Agora, daí a criar-se um abaixo assinado para acabarem com este anúncio e proibir a sua circulação, de vez, na televisão e rádio públicas? Porquê? Tirar o som à televisão não chega? Desligar o aparelho não chega? Barafustar umas quantas vezes enquanto vão tomar café com os amigos também não chega? Têm mesmo de se fazer ouvir por todo o país, escrever uma porra de um requerimento todo fino, pleno de palavrinhas bonitas, como quem de facto andou na escola, e procurar argumentos válidos para terminarem, de vez, a transmissão deste anúncio?

Por definição, um anúncio televisivo visa oferecer ao público uma forma de publicitar determinado produtor, oferecendo uma série de promessas em troca de pouco. Se o anúncio do Pingo Doce, de facto, falhasse em todos esses campos e simplesmente se limitasse a ofender a integridade dos portugueses, suponho que então, um abaixo assinado seria válido. Mas um anúncio de minuto e meio de uma quase fadista a berrar as qualidades de um supermercado? Como é que algo assim poderá ofender a integridade dos portugueses? Qual serão os danos que esse tão falado anúncio poderá provocar que a simples acção de desligar a televisão não resolva?

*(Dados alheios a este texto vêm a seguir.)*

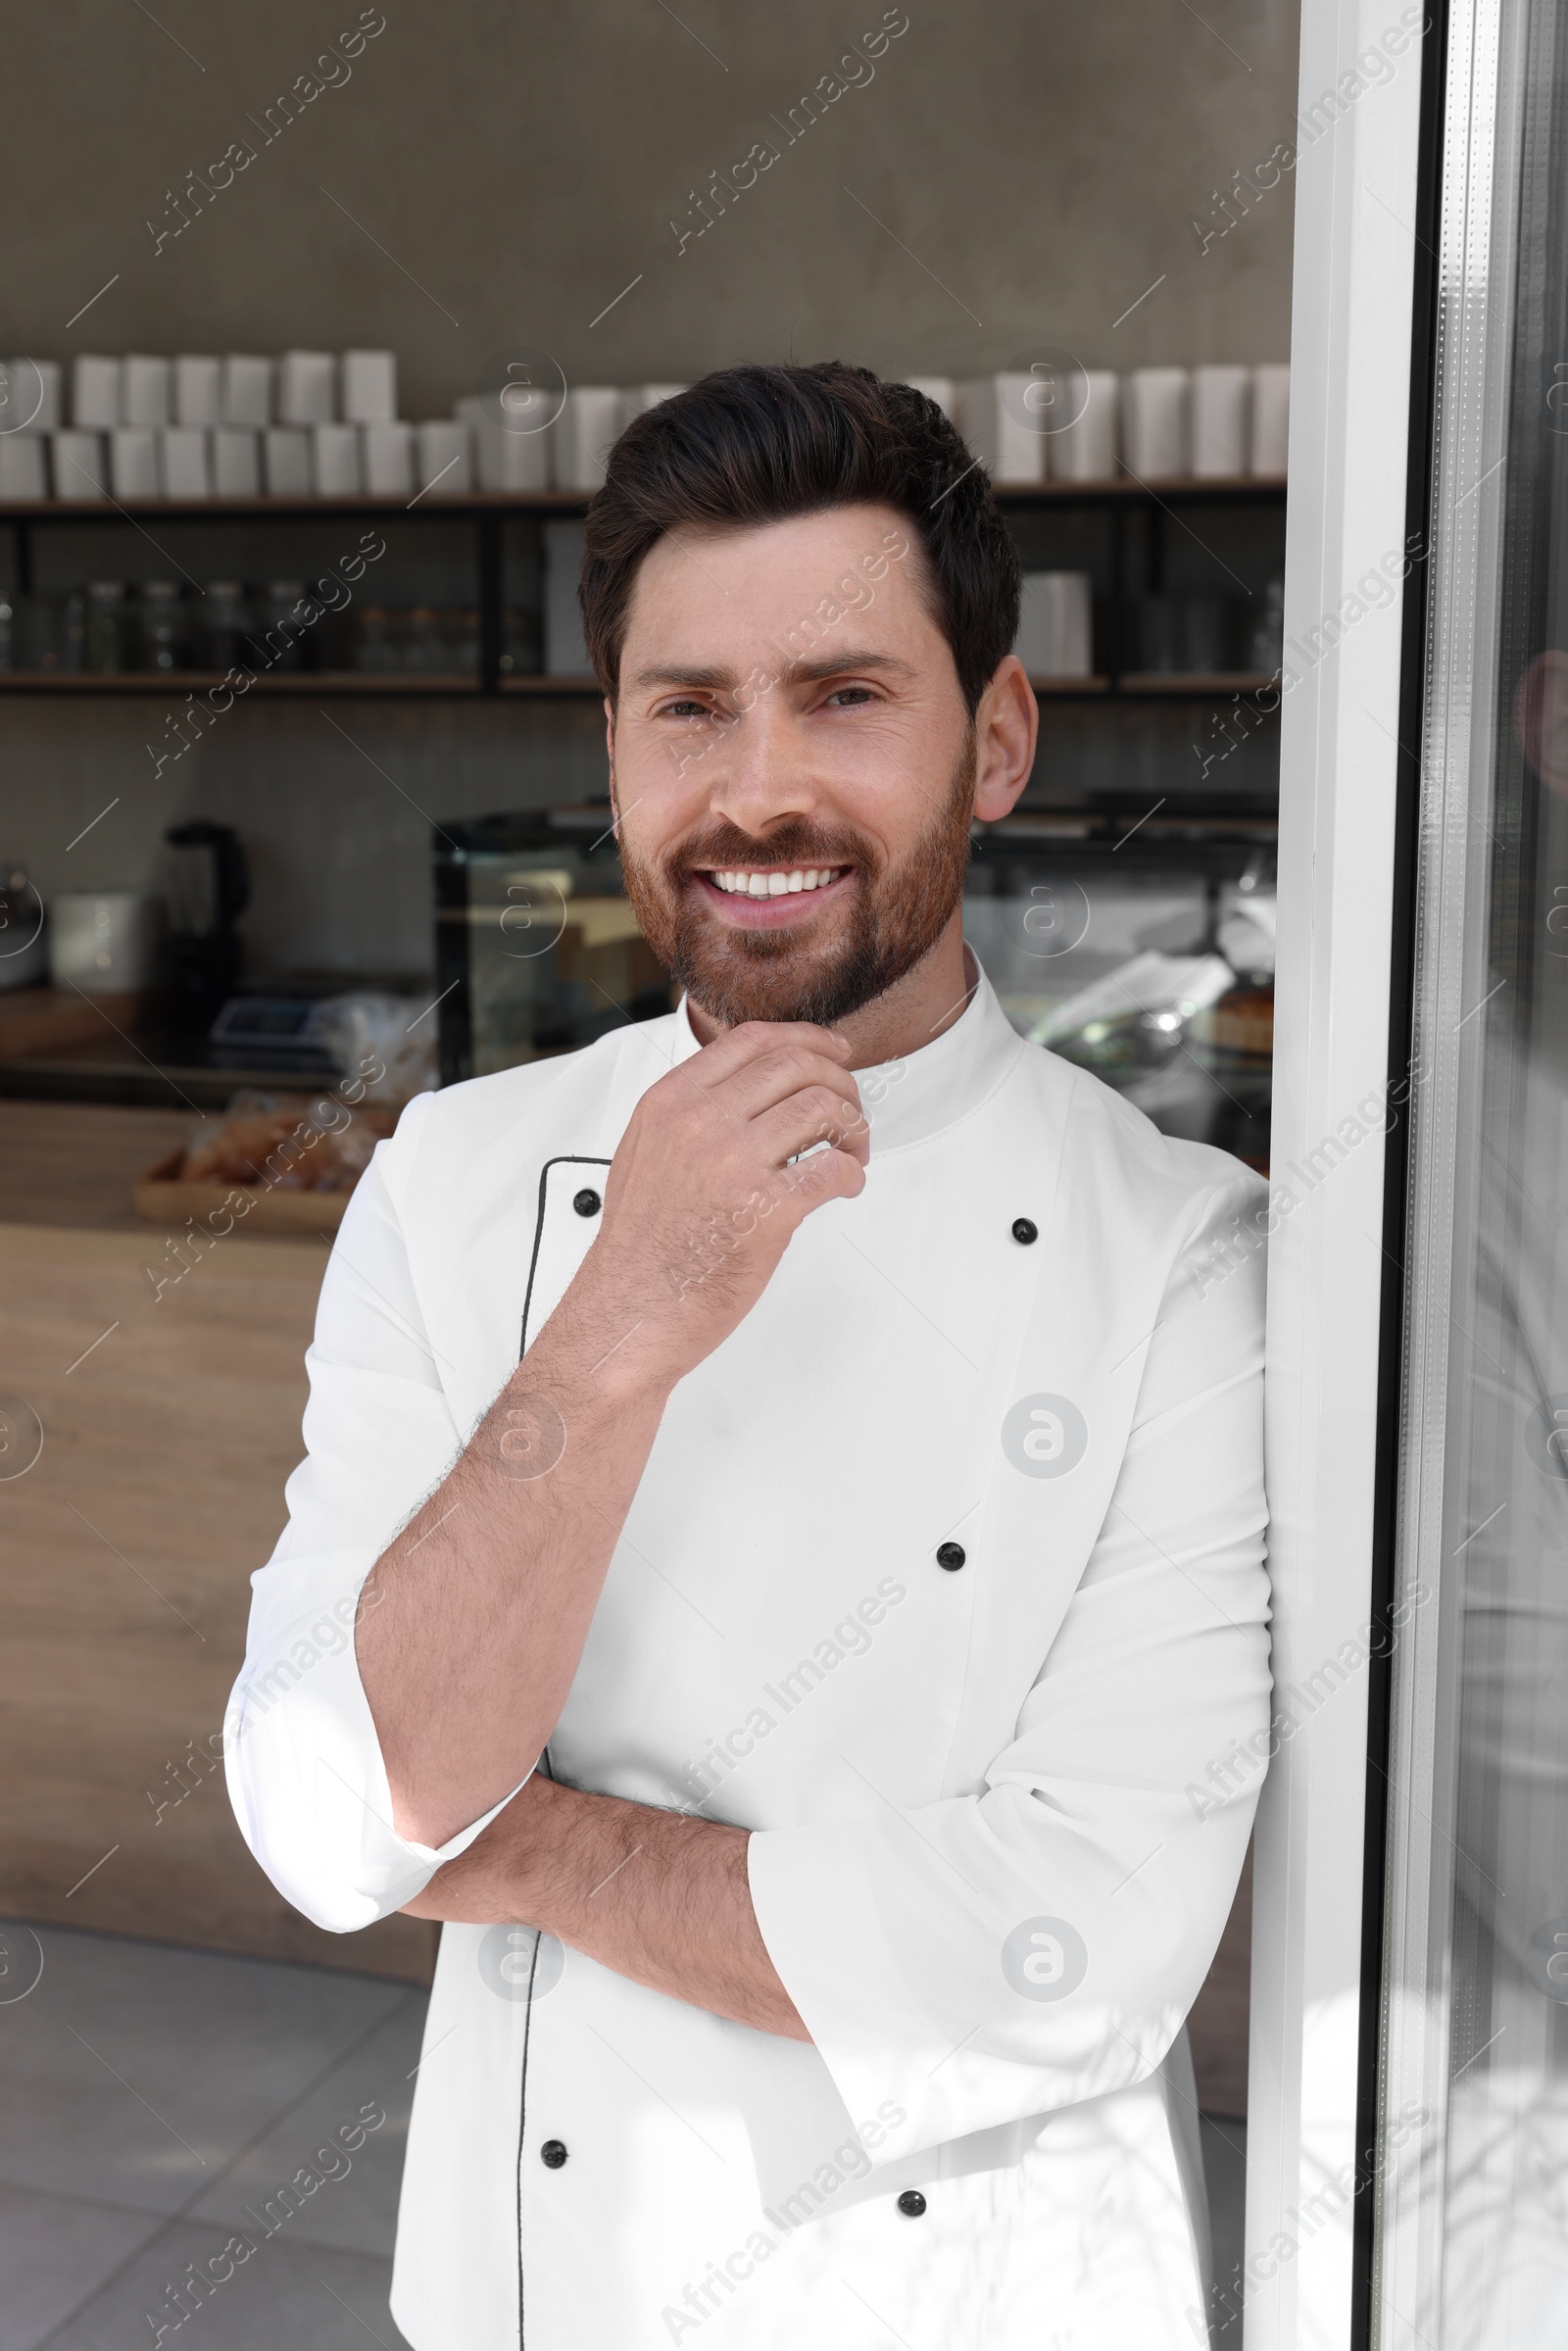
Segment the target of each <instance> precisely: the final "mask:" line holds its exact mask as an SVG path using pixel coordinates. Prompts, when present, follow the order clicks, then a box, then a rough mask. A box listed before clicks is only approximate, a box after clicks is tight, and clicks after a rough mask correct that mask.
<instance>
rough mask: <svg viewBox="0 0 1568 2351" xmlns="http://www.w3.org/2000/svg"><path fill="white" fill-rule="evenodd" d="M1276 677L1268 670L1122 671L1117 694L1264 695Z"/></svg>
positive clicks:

O excesso de liberdade não tem combate possível, a meu ver, mas possui um antídoto muito simples e de fácil acesso a qualquer um, chamado Senso Comum. Basta meter a mão na consciência, inspirar, contar até cinco, expirar e dizer "Eh pá, de facto, é verdade". Mas combater a liberdade de expressão com mais liberdade de expressão só leva à estupidez. Medidas extremistas como impedir este ou aquele de fazer o que quer que seja é simplesmente ridículo. E, no fundo, é essa a solução perfeita para o caso, uma vez que estão a depositar todas as atenções que o indíviduo sempre quis. Se gostava que a Margarida Rebelo Pinto parasse de escrever? Então não havia de adorar? Mas confesso que não comprar os livros dela e desaconselhá-los aos meus amigos, para já, chega-me. Se gostava de ver a Maitê Proença com a cabeça entalada na boquinha de um leão? Então não seria tão giro? Mas se tudo o que a mulher fez foi um mero sketch de comédia, há três anos atrás, em que a inteligência da senhora nem sequer lhe permitiu construir piadas com o mínimo de integridade, porque é que me hei-de preocupar com a sua crise de menopausa?

Quanto ao senhor que terá criado o alegado abaixo-assinado contra o anúncio do Pingo Doce, suponho que não tenha recebido abraços suficientes enquanto criança. O problema, amigo, é que Portugal inteiro não é teu papá. As buscas de atenção extremas já não resultam.